If you use the Docker Engine and can access your engine directly from a node or through a privileged container running on a node, then you can run docker exec --user and execute a process as a user of your choice. Plugins such as kubectl ssh and kubectl exec-user implement this approach. Unfortunately, modern engines such as containerd and CRI-O no longer offer the --user flag functionality — which means that these plugins do not work on modern Kubernetes installations.

However, even these modern engines usually just interface with Linux namespaces. You can run commands in whatever “container” you want by entering the appropriate set of Linux namespaces. The tool kpexec implements this approach. It starts a privileged pod on the same node as the target container, then determines which (Linux) namespaces to target, executes commands in those (Linux) namespaces, and finally streams their output to your terminal. As an added bonus, it can overlay a set of tools useful for debugging on top of the target container’s filesystem.
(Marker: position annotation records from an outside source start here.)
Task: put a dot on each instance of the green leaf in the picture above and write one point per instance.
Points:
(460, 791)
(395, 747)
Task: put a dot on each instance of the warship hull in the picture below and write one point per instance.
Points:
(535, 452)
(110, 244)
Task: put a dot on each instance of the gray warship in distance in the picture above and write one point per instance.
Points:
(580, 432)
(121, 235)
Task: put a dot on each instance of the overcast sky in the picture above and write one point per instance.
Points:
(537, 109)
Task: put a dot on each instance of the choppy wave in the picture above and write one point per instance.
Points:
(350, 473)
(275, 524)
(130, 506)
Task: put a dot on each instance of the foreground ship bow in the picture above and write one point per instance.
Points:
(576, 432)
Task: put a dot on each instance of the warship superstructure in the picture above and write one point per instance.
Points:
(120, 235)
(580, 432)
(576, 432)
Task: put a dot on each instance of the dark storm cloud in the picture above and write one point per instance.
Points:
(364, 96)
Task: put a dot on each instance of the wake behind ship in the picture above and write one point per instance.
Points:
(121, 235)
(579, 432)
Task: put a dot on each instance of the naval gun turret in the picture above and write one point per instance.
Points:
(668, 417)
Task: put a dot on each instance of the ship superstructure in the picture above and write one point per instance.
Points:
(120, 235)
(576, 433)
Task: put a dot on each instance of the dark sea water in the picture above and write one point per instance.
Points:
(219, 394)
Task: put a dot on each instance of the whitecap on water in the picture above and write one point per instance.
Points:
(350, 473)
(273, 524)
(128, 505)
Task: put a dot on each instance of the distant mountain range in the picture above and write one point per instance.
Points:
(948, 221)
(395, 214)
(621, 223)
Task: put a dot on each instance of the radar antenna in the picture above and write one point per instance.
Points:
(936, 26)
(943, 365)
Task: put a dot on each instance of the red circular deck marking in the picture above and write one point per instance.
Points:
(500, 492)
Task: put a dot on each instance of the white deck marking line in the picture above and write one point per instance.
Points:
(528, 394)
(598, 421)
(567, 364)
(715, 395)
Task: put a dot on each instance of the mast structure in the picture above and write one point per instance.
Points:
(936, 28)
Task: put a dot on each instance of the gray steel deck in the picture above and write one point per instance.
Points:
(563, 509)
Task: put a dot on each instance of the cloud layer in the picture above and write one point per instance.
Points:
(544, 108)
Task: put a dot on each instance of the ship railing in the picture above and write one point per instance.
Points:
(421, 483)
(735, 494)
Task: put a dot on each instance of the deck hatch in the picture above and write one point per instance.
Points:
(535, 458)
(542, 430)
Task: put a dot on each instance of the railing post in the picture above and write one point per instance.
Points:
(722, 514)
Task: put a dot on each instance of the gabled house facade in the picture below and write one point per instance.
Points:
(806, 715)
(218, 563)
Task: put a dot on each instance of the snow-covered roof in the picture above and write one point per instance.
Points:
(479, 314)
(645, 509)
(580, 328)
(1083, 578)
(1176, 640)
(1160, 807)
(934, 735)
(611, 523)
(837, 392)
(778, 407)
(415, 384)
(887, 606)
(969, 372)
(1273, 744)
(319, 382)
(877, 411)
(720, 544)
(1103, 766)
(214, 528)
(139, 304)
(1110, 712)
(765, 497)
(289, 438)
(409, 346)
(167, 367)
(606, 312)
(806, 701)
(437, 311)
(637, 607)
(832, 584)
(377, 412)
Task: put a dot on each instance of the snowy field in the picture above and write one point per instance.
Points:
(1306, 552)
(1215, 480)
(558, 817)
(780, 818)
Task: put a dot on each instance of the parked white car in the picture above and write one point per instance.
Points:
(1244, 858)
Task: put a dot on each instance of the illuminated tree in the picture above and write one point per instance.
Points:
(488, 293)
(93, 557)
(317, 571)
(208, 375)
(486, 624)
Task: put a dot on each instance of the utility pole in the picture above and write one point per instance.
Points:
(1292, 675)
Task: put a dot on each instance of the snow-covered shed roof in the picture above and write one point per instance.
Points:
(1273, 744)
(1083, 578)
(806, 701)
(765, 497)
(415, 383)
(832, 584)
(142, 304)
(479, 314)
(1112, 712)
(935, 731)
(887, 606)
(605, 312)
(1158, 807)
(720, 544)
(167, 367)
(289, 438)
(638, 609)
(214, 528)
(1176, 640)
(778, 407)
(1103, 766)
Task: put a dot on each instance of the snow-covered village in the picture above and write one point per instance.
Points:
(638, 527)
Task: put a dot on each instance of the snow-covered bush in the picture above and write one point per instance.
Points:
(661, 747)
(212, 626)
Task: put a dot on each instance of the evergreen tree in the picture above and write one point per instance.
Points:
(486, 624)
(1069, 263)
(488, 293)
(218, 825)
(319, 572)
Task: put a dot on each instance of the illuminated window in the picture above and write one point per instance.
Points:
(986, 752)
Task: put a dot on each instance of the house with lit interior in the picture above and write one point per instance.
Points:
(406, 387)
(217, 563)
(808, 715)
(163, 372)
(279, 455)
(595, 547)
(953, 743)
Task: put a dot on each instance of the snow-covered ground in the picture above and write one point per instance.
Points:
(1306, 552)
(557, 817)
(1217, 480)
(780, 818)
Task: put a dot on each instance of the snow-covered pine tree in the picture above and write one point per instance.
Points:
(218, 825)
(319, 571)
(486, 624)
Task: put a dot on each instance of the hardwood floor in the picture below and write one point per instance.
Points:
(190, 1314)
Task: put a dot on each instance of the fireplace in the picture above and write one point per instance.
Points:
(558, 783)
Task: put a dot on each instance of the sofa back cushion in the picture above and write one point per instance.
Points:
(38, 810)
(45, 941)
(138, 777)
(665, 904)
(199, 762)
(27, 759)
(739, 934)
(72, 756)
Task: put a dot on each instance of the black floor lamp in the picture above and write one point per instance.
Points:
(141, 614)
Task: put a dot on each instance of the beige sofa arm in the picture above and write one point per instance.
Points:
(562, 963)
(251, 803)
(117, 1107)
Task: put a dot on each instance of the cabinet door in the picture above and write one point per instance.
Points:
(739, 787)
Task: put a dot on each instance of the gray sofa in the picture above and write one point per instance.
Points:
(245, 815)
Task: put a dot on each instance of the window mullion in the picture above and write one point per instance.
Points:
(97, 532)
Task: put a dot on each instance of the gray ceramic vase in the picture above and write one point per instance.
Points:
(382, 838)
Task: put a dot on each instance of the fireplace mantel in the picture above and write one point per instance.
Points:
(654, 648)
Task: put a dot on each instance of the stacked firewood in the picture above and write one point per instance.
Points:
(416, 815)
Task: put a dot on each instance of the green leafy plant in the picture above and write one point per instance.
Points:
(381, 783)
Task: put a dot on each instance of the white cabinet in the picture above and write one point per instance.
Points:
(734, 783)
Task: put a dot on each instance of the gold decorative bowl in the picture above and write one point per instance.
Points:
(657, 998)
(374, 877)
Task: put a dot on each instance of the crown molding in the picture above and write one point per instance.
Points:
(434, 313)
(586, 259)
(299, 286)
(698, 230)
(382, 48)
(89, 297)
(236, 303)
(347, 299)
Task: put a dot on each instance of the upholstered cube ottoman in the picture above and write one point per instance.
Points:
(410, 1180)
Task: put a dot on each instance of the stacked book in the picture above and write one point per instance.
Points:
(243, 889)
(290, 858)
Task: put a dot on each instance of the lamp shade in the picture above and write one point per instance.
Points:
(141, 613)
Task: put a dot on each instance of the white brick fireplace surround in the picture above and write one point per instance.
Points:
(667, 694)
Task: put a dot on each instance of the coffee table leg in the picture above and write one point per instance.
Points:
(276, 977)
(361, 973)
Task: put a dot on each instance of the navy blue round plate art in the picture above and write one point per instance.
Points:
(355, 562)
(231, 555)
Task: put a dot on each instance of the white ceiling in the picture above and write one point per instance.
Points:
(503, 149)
Unlike kubectl exec, kpexec can run commands with a different uid/gid and even different capabilities as the container’s main process. It is compatible with containerd and cri-o. kpexec takes a somewhat heavyweight and brittle approach and may not be compatible with your cluster's security configuration. It can be worth considering if kubectl (super)debug fails to suit your needs.

Note that kpexec directly executes commands into namespaces using nsenter. It is compatible with the ubiquitous container runtime runc, but incompatible with runtimes such as Kata Containers.

In this post, we looked at two Kubernetes-native approaches to debugging running containers: kubectl exec and kubectl debug. We investigated how kubectl debug works, and presented kubectl superdebug, a variation of kubectl debug that starts an ephemeral container sharing the same volumes as the target container and the same process namespace. Lastly, we reviewed some non-Kubernetes native approaches to container debugging.